Cautionary Note Regarding Forward-Looking Statements
This news release contains statements that constitute “forward-looking statements” within the meaning of applicable securities legislation. Such forward looking statements involve known and unknown risks, uncertainties and other factors that may cause the Company’s actual results, performance or achievements, or developments to differ materially from the anticipated results, performance or achievements expressed or implied by such forward-looking statements. Forward looking statements are statements that are not historical facts and are generally, but not always, identified by the words “expects,” “plans,” “anticipates,” “believes,” “intends,” “estimates,” “projects,” “potential” and similar expressions, or that events or conditions “will,” “would,” “may,” “could” or “should” occur. These forward‐looking statements or information relate to, among other things: receipt of all approvals related to the Offering; the intended use of proceeds from the Offering; the incurrence and renunciation of Qualifying Expenditures; and exploration and development activities at the Company’s properties.
Forward-looking statements in this news release include, among others, statements relating to expectations regarding the expected closing date of the Offering, and other statements that are not historical facts. By their nature, forward-looking statements involve known and unknown risks, uncertainties and other factors which may cause our actual results, performance or achievements, or other future events, to be materially different from any future results, performance or achievements expressed or implied by such forward-looking statements. Such factors and risks include, among others: the Company may require additional financing from time to time in order to continue its operations which may not be available when needed or on acceptable terms and conditions acceptable; compliance with extensive government regulation; domestic and foreign laws and regulations could adversely affect the Company’s business and results of operations; the stock markets have experienced volatility that often has been unrelated to the performance of companies and these fluctuations may adversely affect the price of the Company’s securities, regardless of its operating performance.

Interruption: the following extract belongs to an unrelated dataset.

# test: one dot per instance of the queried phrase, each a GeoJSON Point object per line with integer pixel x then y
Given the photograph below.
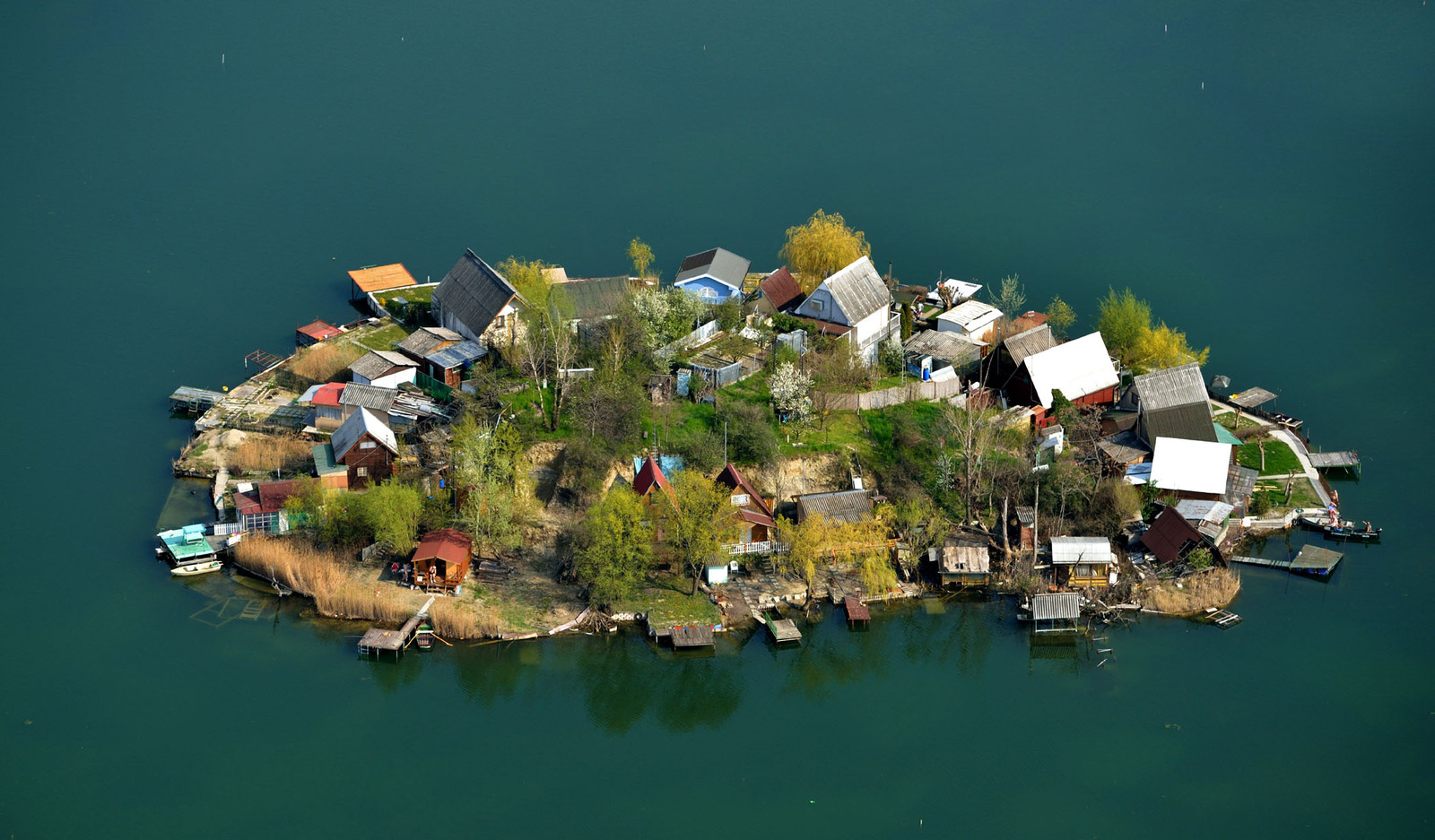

The forward-looking information contained in this news release represents the expectations of the Company as of the date of this news release and, accordingly, is subject to change after such date. Readers should not place undue importance on forward-looking information and should not rely upon this information as of any other date. The Company undertakes no obligation to update these forward-looking statements in the event that management’s beliefs, estimates or opinions, or other factors, should change.